Typo, the Ryan Seacrest-backed company behind the controversial BlackBerry-like keyboard for the iPhone, has released a less litigious keyboard case for the iPad Air and iPad Air 2. This accessory has a fold-out kickstand, so you can adjust your iPad to nearly any position, and the keyboard can be detached for when you want to travel light. However, for a steep $189, I expected a more luxurious typing experience.
The Typo case has a subdued look, with no ornamentation or design. The upper portion -- the part that connects to the back of the iPad -- is black, while the keyboard section is dark gray. Both have a soft-touch finish that makes the case comfortable to hold.
The upper portion also has a fold-out metal kickstand adorned with the Typo logo. I liked that I could adjust the kickstand to any position, but it was difficult to pull it out at first.
Both halves of the Typo case are connected magnetically, and snap together with reassuring force. Together, they weigh 1.1 pounds (0.5 pounds for just the top section). That's slightly heavier than the Logitech Type+ (14.3 ounces) and the Kensington KeyFolio X3 (1 pound).
The Typo's keyboard has a traditional layout, meaning the keys touch one another. Most other keyboard these days are island-style, which means there's a space around each key.
Typing on the Typo was good, but not great. While the keys' travel is somewhat low, at just 1 mm (a typical notebook keyboard is around 1.5 mm), they require 60 grams of force to press, which is typical for a notebook. Still, I found myself pressing harder on the keys than I would have liked. When I didn't, I would end up with a lot of, well, typos.
On the TapTyping app, I averaged just 53 words per minute, with a 97 percent accuracy rate. That's well below my score on the Logitech Type+ (68 words per minute with 99 percent accuracy) and the Kensington KeyFolio Thin X3 (66 words per minute with 98 percent accuracy).
While the letter keys are plenty large (17 mm), the keys toward the sides, such as the Shift keys, were fairly small. The colon, bracket and plus-sign keys are all in different locations from where they'd be on a full-size keyboard. I also frequently found myself hitting the Return key instead of the apostrophe.
The upper row of the Typo keyboard has a number of iOS-specific buttons, including Home, Search and volume controls.
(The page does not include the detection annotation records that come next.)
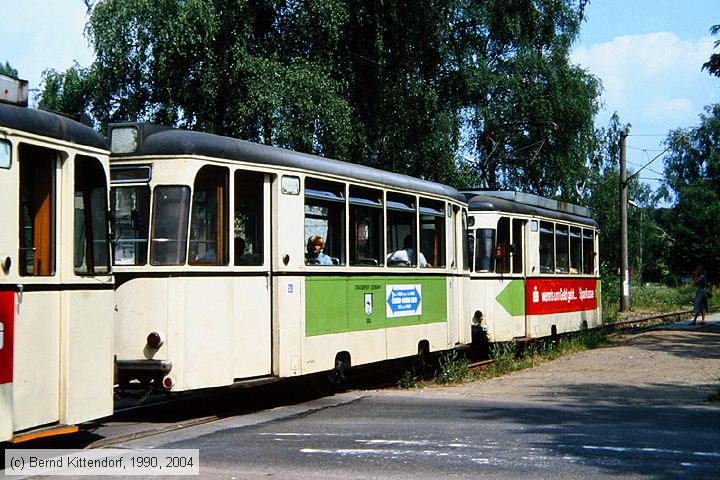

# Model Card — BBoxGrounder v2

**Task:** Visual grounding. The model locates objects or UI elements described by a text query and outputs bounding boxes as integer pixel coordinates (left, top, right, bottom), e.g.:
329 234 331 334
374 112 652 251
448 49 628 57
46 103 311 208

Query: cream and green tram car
0 76 113 442
109 124 471 391
464 192 602 343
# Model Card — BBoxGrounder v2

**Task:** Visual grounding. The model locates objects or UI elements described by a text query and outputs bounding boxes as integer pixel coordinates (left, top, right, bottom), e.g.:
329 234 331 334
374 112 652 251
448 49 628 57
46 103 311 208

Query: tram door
232 170 272 378
12 145 62 431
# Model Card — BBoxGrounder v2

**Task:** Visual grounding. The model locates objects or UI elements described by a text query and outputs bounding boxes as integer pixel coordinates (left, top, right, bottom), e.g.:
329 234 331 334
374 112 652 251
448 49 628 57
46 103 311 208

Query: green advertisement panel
305 275 447 336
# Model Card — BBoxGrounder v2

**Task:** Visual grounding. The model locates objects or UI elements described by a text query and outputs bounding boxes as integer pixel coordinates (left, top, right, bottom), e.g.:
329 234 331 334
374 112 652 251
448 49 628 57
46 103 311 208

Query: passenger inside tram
305 235 333 265
387 235 432 268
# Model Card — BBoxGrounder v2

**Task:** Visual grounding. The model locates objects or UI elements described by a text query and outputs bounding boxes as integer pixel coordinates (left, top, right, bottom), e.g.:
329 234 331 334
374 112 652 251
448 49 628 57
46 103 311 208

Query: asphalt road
5 316 720 480
108 393 720 479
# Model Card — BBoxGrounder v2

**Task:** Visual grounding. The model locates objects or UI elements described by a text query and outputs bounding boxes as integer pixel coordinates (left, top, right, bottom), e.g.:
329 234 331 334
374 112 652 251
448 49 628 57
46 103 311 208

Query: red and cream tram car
464 192 602 342
0 76 113 441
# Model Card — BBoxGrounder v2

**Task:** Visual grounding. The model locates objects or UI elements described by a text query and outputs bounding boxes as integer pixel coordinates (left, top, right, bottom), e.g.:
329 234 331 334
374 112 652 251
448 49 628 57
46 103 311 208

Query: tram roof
108 123 465 203
463 191 598 227
0 102 107 150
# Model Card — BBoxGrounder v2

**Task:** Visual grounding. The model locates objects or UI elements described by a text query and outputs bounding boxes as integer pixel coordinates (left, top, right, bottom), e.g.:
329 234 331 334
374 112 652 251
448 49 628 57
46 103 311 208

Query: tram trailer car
109 124 471 391
464 192 602 343
0 75 113 441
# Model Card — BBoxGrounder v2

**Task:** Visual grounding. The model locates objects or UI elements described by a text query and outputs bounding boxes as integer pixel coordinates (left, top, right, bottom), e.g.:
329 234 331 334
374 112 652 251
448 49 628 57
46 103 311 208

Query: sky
0 0 720 195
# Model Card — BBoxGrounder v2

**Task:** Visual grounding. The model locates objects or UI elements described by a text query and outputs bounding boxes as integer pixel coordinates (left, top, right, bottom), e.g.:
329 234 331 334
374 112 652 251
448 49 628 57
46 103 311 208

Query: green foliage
38 64 91 115
661 104 720 283
703 25 720 77
435 350 472 385
43 0 599 191
0 61 18 78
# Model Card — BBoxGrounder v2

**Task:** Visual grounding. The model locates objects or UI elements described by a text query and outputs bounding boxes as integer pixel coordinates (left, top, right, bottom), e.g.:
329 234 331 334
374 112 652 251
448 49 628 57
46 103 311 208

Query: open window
233 170 264 265
555 223 570 273
304 178 346 265
19 145 57 276
188 165 229 265
540 222 555 273
350 185 385 267
420 199 446 267
386 192 418 267
110 185 150 265
150 185 190 265
74 156 110 275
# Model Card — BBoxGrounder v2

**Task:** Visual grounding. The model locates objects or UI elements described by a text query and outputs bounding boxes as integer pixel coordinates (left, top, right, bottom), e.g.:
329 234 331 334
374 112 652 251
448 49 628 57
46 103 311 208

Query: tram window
475 228 496 272
510 219 525 273
74 156 110 274
350 185 385 266
555 224 570 273
495 217 510 273
420 199 445 267
188 165 229 265
583 229 595 275
233 170 265 265
387 193 417 267
540 222 555 273
304 178 345 265
463 210 475 271
19 145 57 276
110 186 150 265
0 140 12 169
570 227 583 273
150 185 190 265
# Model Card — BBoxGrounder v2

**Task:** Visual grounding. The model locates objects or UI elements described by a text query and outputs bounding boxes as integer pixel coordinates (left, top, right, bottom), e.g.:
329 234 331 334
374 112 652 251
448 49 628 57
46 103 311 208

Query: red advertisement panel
525 278 597 315
0 292 15 385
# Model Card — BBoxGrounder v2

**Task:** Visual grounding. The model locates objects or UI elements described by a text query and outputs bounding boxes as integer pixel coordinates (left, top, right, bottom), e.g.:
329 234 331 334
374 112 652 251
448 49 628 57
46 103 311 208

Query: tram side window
233 170 265 265
188 165 229 265
110 186 150 265
386 193 416 267
495 217 510 273
420 199 446 267
570 227 583 273
150 185 190 265
583 228 595 275
74 156 110 274
510 219 525 273
555 224 570 273
18 145 57 276
0 140 12 170
463 210 475 271
350 185 385 267
475 228 496 272
305 178 345 265
540 222 555 273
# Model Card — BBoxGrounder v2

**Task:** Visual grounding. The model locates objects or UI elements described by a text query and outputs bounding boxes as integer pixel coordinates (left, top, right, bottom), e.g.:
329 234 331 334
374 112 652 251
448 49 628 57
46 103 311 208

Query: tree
703 25 720 77
448 0 600 200
0 61 18 78
664 104 720 282
40 0 599 191
38 64 92 116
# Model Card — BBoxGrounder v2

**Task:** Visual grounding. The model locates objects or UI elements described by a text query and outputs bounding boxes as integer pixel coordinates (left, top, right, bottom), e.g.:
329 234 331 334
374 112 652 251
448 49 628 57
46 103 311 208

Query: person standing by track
690 265 709 325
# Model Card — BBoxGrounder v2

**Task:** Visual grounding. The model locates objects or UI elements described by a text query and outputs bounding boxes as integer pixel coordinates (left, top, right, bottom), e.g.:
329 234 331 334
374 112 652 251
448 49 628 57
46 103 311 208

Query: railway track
468 307 720 371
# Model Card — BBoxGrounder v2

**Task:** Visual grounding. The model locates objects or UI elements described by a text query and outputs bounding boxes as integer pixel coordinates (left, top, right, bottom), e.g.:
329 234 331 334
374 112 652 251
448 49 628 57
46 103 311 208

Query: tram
0 75 113 441
463 192 602 343
108 123 471 392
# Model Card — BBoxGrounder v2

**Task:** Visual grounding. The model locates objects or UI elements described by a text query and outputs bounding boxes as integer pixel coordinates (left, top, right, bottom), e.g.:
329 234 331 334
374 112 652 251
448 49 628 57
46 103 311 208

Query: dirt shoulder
390 314 720 408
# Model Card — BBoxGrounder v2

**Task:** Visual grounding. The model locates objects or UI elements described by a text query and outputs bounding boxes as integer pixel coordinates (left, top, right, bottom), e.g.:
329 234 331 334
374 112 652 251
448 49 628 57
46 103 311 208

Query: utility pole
620 130 630 312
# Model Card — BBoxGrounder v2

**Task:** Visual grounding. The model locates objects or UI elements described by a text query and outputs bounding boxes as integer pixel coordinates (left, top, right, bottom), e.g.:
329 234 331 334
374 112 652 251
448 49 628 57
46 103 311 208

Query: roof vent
0 74 28 107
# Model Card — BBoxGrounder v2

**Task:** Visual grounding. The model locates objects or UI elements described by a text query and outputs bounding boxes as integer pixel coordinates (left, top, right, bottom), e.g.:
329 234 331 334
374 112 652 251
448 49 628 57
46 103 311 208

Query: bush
435 350 472 385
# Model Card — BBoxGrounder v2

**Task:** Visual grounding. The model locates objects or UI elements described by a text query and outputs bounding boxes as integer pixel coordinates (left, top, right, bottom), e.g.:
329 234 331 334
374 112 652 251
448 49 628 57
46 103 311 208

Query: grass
397 282 720 390
396 329 610 389
602 275 718 323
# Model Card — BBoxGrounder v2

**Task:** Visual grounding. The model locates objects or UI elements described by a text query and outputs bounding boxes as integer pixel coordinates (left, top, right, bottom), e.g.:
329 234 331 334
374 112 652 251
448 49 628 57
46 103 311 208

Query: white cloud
0 0 93 88
571 32 720 129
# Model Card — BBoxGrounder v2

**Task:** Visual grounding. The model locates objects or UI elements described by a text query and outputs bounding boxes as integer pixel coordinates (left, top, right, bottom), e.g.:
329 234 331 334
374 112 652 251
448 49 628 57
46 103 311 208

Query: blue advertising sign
385 285 422 318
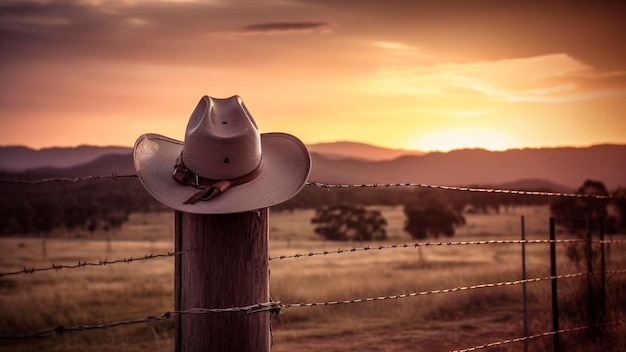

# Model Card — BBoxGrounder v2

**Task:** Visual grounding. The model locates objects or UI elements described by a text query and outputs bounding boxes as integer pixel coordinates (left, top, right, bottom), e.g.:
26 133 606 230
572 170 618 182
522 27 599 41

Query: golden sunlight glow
407 128 516 151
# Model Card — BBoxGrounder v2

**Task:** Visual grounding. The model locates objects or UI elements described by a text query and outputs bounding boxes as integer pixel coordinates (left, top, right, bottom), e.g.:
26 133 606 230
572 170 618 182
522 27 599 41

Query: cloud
360 50 626 103
240 22 332 35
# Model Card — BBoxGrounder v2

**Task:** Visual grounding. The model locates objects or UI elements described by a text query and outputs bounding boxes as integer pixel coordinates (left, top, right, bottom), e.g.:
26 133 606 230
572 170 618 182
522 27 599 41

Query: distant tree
311 205 387 241
404 197 465 240
550 180 616 325
550 180 609 233
614 187 626 230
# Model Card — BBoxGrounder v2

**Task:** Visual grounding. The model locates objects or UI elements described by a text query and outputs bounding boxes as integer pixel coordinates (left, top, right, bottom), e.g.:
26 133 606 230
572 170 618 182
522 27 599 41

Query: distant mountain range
0 142 626 191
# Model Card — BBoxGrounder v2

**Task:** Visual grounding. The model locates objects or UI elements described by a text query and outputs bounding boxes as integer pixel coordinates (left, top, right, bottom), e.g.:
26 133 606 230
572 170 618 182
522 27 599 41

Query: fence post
520 215 528 352
550 217 561 352
174 208 271 352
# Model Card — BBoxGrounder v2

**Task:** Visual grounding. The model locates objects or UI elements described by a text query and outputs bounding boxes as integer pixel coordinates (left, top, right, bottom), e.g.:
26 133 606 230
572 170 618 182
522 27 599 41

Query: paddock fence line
0 238 626 278
0 269 626 341
0 252 181 278
448 320 624 352
0 174 626 352
0 174 626 199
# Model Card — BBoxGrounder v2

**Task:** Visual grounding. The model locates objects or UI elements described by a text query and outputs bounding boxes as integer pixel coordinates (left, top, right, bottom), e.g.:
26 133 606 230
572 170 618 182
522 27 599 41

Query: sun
408 128 516 152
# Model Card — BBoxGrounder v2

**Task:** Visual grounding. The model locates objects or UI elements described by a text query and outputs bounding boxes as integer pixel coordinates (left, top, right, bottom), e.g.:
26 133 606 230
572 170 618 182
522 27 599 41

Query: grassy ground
0 207 626 351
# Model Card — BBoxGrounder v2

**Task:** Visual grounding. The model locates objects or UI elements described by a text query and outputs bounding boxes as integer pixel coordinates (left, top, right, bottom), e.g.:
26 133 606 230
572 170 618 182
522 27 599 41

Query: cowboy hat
133 96 311 214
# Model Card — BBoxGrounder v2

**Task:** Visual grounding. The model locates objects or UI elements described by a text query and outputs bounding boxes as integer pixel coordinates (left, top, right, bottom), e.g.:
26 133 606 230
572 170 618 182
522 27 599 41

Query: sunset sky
0 0 626 151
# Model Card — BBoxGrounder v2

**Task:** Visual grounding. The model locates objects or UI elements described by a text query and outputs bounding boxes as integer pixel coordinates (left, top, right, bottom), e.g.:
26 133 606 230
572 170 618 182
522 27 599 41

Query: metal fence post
175 208 271 352
550 217 561 352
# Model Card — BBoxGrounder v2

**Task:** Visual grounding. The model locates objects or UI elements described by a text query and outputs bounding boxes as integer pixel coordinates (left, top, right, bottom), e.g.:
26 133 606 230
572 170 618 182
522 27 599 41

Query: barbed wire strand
0 173 139 185
0 269 626 340
448 320 624 352
6 239 626 278
306 181 626 199
0 173 626 199
282 269 626 308
0 302 280 340
270 239 626 260
0 252 182 278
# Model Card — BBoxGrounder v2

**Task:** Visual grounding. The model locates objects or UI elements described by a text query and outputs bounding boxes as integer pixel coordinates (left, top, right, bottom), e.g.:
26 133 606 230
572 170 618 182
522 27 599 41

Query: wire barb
0 302 281 340
306 181 626 199
448 320 624 352
0 173 626 199
0 252 182 278
269 239 626 260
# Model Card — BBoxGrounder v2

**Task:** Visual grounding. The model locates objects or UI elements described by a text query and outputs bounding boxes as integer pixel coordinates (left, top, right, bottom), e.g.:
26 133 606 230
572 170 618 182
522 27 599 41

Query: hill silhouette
2 145 626 190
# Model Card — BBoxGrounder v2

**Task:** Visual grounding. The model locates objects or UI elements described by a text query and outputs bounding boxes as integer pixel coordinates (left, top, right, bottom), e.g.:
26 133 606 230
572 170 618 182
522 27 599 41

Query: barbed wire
0 269 626 340
0 302 280 340
306 181 626 199
281 269 626 308
270 239 626 260
0 239 626 278
0 173 139 185
0 173 626 200
0 252 182 278
448 320 624 352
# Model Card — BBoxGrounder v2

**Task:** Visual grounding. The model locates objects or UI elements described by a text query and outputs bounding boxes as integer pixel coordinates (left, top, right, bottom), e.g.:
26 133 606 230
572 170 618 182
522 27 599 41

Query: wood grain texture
175 209 270 352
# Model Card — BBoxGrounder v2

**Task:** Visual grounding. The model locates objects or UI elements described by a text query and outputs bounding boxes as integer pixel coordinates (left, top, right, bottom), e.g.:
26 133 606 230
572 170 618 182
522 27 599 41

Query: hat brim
133 133 311 214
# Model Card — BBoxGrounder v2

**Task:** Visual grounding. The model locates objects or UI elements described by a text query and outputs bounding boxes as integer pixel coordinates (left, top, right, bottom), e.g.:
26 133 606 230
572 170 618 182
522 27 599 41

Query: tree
404 197 465 240
311 205 387 241
550 180 609 232
550 180 616 325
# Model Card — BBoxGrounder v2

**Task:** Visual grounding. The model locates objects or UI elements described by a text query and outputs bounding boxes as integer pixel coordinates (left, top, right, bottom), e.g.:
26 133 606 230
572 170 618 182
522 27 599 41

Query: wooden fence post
175 208 271 352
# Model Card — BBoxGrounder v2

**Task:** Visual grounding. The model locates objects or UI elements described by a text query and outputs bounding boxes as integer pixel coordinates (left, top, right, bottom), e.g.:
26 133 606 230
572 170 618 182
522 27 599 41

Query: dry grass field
0 207 626 351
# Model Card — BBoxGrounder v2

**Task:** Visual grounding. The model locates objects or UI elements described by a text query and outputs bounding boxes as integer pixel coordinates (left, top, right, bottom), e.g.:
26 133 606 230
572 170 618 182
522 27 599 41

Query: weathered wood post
175 208 271 352
133 96 311 352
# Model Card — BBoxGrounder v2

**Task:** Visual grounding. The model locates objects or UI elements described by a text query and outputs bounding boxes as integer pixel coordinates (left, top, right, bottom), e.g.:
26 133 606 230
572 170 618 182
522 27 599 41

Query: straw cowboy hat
133 96 311 214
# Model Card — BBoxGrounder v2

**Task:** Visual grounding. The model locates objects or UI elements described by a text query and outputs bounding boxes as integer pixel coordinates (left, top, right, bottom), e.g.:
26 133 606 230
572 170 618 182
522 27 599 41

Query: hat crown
182 96 261 179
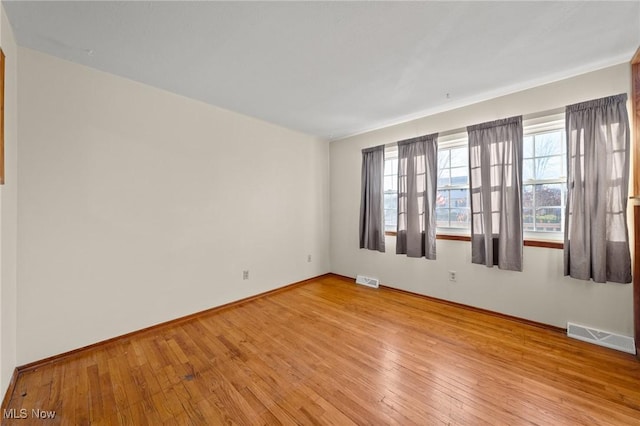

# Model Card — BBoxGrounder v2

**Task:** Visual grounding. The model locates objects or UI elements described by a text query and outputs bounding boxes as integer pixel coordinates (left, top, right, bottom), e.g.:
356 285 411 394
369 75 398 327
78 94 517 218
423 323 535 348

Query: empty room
0 0 640 425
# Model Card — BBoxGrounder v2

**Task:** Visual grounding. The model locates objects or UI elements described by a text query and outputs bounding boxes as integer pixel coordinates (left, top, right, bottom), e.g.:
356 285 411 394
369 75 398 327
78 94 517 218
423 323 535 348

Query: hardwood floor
2 276 640 425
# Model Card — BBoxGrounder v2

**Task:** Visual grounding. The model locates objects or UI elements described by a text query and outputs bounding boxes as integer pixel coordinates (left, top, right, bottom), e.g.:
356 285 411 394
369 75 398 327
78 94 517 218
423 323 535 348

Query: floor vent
567 322 636 355
356 275 380 288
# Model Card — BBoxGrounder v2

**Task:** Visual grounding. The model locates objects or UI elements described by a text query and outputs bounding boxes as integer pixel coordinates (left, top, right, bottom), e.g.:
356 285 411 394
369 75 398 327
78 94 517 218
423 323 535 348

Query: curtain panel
396 133 438 259
564 93 631 283
467 116 523 271
360 145 384 252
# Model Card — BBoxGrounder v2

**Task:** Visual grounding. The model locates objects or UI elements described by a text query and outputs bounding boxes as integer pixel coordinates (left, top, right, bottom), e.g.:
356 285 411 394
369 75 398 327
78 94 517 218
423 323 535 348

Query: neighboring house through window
384 113 567 241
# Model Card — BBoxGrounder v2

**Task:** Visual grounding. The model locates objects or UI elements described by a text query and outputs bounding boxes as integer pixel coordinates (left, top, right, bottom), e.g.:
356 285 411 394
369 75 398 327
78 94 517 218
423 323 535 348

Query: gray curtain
360 145 384 252
396 133 438 259
564 94 631 283
467 116 523 271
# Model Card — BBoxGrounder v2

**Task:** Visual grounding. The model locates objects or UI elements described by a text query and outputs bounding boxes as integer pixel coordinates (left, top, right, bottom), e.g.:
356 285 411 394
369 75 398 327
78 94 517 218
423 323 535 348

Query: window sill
384 231 564 250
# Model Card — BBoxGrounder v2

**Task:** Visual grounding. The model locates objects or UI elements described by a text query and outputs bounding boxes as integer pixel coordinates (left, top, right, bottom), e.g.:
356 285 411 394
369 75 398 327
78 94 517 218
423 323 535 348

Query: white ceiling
3 0 640 139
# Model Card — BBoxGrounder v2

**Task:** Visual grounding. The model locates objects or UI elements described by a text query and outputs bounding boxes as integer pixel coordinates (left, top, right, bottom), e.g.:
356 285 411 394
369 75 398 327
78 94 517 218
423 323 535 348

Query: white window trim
522 113 567 243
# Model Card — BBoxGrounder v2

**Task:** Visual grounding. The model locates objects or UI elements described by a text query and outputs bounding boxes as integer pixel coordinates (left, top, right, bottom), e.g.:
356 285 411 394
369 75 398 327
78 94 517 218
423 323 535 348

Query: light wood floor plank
2 276 640 426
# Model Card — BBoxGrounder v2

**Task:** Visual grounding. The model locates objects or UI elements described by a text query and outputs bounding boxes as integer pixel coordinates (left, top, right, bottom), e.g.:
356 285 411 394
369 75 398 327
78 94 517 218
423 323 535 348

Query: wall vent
567 322 636 355
356 275 380 288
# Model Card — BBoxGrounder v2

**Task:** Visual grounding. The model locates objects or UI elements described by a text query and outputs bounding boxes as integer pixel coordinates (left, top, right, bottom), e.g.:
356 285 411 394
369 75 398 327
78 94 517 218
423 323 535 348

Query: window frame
383 113 566 249
522 113 567 245
382 143 398 236
436 131 471 235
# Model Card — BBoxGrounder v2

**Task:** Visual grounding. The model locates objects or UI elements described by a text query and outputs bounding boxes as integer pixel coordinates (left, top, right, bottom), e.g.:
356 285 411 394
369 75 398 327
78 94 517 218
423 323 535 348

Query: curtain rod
384 107 565 147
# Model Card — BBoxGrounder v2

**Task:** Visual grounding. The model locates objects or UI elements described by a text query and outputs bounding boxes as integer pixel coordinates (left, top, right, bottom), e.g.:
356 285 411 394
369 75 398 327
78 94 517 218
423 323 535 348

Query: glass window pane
438 149 451 170
535 156 563 179
536 184 563 207
449 189 469 207
450 146 469 167
451 167 469 185
522 185 535 209
522 160 534 182
522 136 533 158
535 131 563 157
449 208 471 228
438 169 451 187
436 190 449 208
384 176 395 191
384 160 393 175
436 208 449 228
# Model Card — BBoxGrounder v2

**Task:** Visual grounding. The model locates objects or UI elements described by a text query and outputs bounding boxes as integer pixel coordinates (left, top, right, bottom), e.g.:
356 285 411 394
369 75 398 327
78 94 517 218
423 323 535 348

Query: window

However, I wish there were an app-switching button.
Unlike other keyboard cases, which automatically turn on and off when the case is opened, the Typo has a manual on/off switch on the side. The company estimates that the keyboard should last from three to six months on a charge; when its battery dies, you can recharge it via a micro-USB port.
I like that you can detach the keyboard section of the Typo keyboard case and adjust the angle of your iPad. However, a less-than-impressive typing experience and a price nearly double that of most competitors -- including my favorite, the Logitech Type+ -- make the Typo keyboard case hard to recommend.